The sound of howling jet engines will echo across the Hawke's Bay skyscape this weekend as the annual Warbirds over Awatoto event takes to the air.
As will the familiar propeller sounds from aircraft of earlier military ages when they roll down the runway off Waitangi Rd.
"We have had 40 pre-registration of flyers as of Monday and I would imagine we will be up to around 55 by the weekend," Harvey Stiver, the secretary of the host club Model Flyers Hawke's Bay, said.
That would likely equate to a large number of aircraft as many pilots flew more than one.
More than 60 aircraft from all eras had already been lined up as of yesterday.
"So we are looking at a good turnout because this is one of the premium shows in the country," Mr Stiver said, adding that as well as a good number of local flyers there were "pilots" arriving from all over the North Island.
Among them will be Wellington jet enthusiast Paul Buckrell who has been to several past Warbirds events which have been staged since the late 1990s.

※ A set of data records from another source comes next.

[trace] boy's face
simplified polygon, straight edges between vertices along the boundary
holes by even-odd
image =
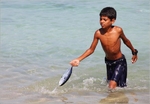
[[[101,16],[100,17],[100,25],[102,28],[109,28],[112,26],[112,24],[115,22],[115,19],[110,19],[107,16]]]

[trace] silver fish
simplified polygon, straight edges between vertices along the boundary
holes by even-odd
[[[70,69],[68,69],[63,76],[61,77],[61,79],[59,80],[59,86],[64,85],[68,79],[70,78],[71,74],[72,74],[72,69],[73,67],[71,67]]]

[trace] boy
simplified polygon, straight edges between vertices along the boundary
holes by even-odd
[[[120,49],[121,39],[132,52],[132,63],[137,61],[138,51],[134,49],[130,40],[126,38],[122,28],[112,25],[115,22],[117,15],[114,8],[103,8],[99,15],[101,28],[96,30],[90,48],[87,49],[80,57],[72,60],[70,64],[72,66],[78,66],[80,61],[94,52],[98,41],[100,41],[105,52],[109,89],[115,89],[116,86],[125,87],[127,86],[127,63],[125,56],[122,54]]]

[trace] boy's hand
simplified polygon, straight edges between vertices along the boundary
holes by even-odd
[[[78,66],[79,63],[80,63],[80,61],[79,61],[78,59],[74,59],[74,60],[72,60],[72,61],[70,62],[70,64],[71,64],[72,66]]]
[[[134,64],[137,61],[137,59],[138,59],[137,55],[133,55],[131,60],[132,64]]]

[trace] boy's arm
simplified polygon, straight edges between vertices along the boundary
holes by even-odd
[[[130,40],[129,39],[127,39],[126,38],[126,36],[125,36],[125,34],[124,34],[124,32],[123,32],[123,30],[121,29],[121,31],[120,31],[121,33],[121,35],[120,35],[120,38],[123,40],[123,42],[124,42],[124,44],[128,47],[128,48],[130,48],[130,50],[131,50],[131,52],[132,52],[132,63],[135,63],[136,61],[137,61],[137,59],[138,59],[138,56],[137,56],[137,53],[138,53],[138,51],[132,46],[132,43],[130,42]]]
[[[98,31],[96,31],[94,34],[93,42],[92,42],[90,48],[87,49],[80,57],[78,57],[78,58],[76,58],[70,62],[70,64],[72,66],[78,66],[80,61],[82,61],[83,59],[85,59],[86,57],[88,57],[89,55],[91,55],[94,52],[94,50],[97,46],[97,43],[98,43],[98,37],[97,36],[98,36]]]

Mr Buckrell specialises in the building of jets - big jets like the latest addition to his squadron, an F15 Eagle painted in the 50th anniversary colours of the post-war Japanese Air Force.
The jet, which weighs about 30kg and has two 60lb thrust Jet Cat turbine engines, is one of the first to have to comply with new Civil Aviation Authority rules due to its weight and power.
"It needs to be certified and is one of the first under the new rules," Mr Stiver said.
As Mr Buckrell was still building up his hours the jet will be flown over the weekend by Mr Stiver's son Andrew, who is an instructor and certified examiner.
He had effectively picked up the task of getting it certified and Mr Buckrell would "co-pilot" it alongside him on the ground.
Andrew Stiver has flown the F15 on a couple of previous occasions.
"It has everything on it that the full size aircraft has," Mr Stiver said.
"Ailerons, elevators, rudders, two turbine speed controls, working undercarriage, wheel brakes and flaps to assist slow-down at landing."
There is also a control to release the pilot's cockpit hood upon landing.
Mr Buckrell bought the kit last July and had been building and refining it since.
It will be one of several jets which will appear at the Saturday and Sunday displays.
"There will be quite a lot of good jet aircraft here this year," Mr Stiver said, adding that among them would be a Vampire and a Venom.
There will also be WWI and WWII aircraft, along with military aircraft which flew between the wars, as well as several early New Zealand military planes like Chipmunks, Ansons and Tiger Moths.
Top aerobatics flyer Frazer Briggs from Hamilton will also put on show - flying his aircraft to choreographed music.
The displays will take place between 10am and 4pm on both days with parking available along with food and refreshments on site with visitors able to make a small donation to the club upon entry.